American Express to pay $75 million over credit-card practices
American Express will have to refund $59.5 million to more than 335,000 consumers over what the bureau called "illegal credit card practices." American Express will also have to pay a $9.6 million cash penalty to the bureau. The bureau said one problematic product involved American Express's "account protector," which was marketed as a way for customers to wipe out their minimum monthly payment if they lost their job or had a disability.
But the bureau said that in reality, the benefit payment was limited to 2.5 percent of the consumer's outstanding balance, up to $500. In many cases, the amount that was canceled was less than the minimum payment due. The bureau also says American Express unfairly charged interest and fees, some of which caused customers to exceed their credit limits, resulting in additional fees.
The agency also took issue with how the company billed for its identity-fraud protection services. The bureau said that American Express began charging consumers fees for the service, sometimes for several years, even before it had obtained the authorization necessary to actually begin monitoring the consumers' credit records.

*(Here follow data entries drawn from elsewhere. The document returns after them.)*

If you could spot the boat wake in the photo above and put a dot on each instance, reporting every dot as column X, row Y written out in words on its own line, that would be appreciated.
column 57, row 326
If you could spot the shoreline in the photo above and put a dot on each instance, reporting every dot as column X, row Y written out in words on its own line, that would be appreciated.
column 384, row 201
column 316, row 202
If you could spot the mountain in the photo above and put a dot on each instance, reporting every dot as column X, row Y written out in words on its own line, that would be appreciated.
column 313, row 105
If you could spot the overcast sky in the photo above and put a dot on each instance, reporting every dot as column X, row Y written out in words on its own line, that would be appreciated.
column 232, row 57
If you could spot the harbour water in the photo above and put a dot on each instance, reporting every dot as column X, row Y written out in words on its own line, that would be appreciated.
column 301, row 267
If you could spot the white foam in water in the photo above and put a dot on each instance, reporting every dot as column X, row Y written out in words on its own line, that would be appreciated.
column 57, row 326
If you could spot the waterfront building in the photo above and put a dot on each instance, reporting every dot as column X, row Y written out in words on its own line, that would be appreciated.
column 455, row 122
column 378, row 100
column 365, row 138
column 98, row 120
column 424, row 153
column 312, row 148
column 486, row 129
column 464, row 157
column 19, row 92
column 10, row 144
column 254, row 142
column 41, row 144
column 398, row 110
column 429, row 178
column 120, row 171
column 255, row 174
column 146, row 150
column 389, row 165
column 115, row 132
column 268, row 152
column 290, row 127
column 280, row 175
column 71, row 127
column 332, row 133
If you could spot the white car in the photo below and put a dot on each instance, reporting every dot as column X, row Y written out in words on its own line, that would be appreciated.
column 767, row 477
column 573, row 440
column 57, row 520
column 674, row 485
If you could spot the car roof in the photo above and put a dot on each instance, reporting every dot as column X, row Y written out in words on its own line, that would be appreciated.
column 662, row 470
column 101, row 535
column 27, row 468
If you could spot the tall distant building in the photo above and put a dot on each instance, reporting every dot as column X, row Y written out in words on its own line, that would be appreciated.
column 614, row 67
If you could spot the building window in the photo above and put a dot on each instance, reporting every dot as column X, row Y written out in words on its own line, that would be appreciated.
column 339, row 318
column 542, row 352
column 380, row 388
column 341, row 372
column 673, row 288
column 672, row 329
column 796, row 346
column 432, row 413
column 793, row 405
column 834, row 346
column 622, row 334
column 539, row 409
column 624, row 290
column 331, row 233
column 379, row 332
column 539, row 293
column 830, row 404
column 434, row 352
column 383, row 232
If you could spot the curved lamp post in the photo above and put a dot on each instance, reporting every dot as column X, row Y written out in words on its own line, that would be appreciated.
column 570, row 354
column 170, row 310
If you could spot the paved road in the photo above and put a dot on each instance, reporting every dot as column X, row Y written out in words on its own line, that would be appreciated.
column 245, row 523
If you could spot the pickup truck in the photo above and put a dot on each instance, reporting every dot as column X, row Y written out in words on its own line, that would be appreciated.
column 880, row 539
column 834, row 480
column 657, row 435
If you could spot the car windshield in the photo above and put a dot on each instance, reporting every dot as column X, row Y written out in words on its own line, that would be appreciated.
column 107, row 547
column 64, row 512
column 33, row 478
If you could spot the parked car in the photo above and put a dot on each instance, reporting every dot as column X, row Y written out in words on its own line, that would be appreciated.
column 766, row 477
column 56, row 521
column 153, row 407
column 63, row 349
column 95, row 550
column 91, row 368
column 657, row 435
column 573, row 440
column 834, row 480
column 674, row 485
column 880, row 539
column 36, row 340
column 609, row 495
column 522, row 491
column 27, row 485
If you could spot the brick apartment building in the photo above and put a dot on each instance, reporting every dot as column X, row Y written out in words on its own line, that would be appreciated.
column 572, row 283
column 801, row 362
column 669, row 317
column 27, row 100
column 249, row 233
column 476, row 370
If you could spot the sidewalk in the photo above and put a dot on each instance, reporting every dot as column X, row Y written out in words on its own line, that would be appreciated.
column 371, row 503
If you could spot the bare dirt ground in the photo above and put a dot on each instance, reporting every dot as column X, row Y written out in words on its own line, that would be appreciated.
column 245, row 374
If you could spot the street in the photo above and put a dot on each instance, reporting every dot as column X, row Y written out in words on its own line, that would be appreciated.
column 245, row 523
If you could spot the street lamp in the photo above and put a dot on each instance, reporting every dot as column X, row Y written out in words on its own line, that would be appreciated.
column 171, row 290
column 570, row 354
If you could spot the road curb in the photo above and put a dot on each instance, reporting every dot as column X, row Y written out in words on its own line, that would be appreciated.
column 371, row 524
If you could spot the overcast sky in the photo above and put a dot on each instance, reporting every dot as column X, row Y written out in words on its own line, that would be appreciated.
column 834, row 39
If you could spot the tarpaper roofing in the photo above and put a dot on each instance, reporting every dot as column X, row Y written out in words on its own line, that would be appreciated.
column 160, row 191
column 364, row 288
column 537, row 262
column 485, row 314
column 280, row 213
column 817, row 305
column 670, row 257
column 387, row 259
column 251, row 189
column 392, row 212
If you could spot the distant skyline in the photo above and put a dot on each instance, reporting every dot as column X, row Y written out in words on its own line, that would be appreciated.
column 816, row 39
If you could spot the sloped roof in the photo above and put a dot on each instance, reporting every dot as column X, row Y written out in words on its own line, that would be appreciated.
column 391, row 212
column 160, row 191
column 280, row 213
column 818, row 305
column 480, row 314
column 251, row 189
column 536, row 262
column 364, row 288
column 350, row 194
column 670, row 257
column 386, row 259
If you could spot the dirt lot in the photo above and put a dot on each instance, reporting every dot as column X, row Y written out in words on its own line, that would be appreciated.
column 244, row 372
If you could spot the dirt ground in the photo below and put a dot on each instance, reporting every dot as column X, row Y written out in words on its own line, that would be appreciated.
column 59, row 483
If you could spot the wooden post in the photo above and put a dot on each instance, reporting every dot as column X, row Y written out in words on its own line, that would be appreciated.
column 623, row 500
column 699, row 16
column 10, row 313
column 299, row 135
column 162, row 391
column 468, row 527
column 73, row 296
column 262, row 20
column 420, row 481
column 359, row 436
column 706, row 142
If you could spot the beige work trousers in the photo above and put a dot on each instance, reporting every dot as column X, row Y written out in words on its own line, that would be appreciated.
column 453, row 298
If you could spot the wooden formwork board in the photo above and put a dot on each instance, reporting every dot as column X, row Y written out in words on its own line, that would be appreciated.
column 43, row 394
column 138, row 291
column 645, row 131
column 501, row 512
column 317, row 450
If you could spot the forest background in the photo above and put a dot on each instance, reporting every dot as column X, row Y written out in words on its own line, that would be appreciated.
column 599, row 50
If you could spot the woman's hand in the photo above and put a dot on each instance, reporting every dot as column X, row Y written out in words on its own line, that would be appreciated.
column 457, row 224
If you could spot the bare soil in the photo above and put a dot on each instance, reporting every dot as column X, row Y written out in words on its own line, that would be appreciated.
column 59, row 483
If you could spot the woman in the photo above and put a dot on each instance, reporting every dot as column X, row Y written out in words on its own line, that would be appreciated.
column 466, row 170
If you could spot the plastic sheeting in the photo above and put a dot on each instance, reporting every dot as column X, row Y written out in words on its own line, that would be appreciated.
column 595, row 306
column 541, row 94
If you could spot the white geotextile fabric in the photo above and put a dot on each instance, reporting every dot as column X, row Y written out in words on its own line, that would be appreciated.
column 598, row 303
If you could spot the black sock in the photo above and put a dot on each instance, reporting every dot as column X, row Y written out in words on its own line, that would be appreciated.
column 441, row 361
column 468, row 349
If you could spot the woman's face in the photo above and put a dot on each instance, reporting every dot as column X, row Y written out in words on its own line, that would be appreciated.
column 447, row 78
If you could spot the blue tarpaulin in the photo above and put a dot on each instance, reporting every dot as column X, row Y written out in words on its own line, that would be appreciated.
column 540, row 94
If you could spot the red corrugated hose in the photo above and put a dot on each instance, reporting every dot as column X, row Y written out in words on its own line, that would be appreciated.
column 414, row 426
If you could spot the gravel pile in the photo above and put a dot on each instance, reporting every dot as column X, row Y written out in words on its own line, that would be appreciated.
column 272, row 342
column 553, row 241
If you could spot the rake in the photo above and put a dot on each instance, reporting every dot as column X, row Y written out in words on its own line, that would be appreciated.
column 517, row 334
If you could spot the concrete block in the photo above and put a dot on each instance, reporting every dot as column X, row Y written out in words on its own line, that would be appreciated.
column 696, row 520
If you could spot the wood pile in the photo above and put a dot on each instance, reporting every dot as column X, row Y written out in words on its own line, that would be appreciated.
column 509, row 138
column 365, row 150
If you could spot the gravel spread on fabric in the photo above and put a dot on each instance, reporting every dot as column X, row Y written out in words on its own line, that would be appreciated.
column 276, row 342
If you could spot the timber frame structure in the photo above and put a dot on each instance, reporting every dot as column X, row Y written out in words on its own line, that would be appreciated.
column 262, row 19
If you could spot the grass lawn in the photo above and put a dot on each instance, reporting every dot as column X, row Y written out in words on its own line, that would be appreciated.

The bureau said about 85 percent of customers who enrolled were billed even though they did not get the benefit. "In some cases, consumers paid for these services for several years without receiving all of the promised benefits," the bureau said in a statement.
Another product was the company's Lost Wallet product, which was intended to assist card members in Puerto Rico with canceling and replacing lost or stolen credit cards. The bureau said that product was not adequately marketed in Spanish. As a result, customers were not properly informed of the required steps necessary to take advantage of the product.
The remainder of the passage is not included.